>
> >>Say I have a set of data that is the price of a home.
> >>
> >>100,000
> >>125,000
> >>92,000
> >>175,000
> >>135,000
> >>10,000
> >>500,000
> >>
> >>Well, I know that the 10,000 fiqure is really just for a lot. So when
> figuring trends, I need to throw it out. I also know that the 500,000
> fiqure is also way off, so it too needs to be thrown out.
> >>
> >>If each of these numbers were in a field in a dbf(one per record) How
> could I programmatically throw out numbers that were way off? I have tried
> diffrent forms of average and standard deviation, but nothing seems quite
> right. I need some high school algebra or statistics lessons I think.
> >
No. It depends how you want to look at this. As a programmer, I would
say that the specs are not complete and let the client sort this out.
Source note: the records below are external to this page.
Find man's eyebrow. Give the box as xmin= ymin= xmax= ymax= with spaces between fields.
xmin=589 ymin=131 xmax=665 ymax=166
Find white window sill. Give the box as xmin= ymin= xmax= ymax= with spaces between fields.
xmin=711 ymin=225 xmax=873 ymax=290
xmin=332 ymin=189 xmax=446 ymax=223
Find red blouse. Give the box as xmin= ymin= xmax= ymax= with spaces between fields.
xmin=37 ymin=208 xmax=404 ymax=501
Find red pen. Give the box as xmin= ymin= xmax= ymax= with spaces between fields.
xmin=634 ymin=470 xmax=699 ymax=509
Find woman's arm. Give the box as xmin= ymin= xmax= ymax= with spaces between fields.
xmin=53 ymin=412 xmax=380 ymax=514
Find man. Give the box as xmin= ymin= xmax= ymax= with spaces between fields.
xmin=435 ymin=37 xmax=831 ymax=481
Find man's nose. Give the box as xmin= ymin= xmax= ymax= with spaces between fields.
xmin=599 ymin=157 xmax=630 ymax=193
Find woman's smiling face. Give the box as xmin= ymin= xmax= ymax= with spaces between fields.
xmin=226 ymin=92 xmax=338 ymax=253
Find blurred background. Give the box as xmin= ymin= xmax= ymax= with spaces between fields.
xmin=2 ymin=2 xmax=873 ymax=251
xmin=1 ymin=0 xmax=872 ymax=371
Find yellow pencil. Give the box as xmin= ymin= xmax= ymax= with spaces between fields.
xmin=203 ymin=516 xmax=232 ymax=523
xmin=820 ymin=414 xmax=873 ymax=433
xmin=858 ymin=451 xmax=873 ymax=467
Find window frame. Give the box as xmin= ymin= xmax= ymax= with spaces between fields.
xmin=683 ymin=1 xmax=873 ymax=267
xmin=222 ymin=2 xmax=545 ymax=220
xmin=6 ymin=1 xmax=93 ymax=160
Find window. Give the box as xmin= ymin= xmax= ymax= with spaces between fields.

As a (honest, Bruce are there? :-)) statistician, you would have to
justify your sample. If it is representative, you should not have to
leave anything out, if it is not, ah then why conclude anything on its
basis. And if you leave anything out, which would be acceptable if you
can justify it, meaning if by doing so, you can better prove the
representability of your data. I doubt it that this could be
programmatically done since by definition, this would be a judgement
call, which until lately cannot be done by a computer :-).
My 2 BEF of wisdom,
Marc
If things have the tendency to go your way, do not worry. It won't last. Jules Renard.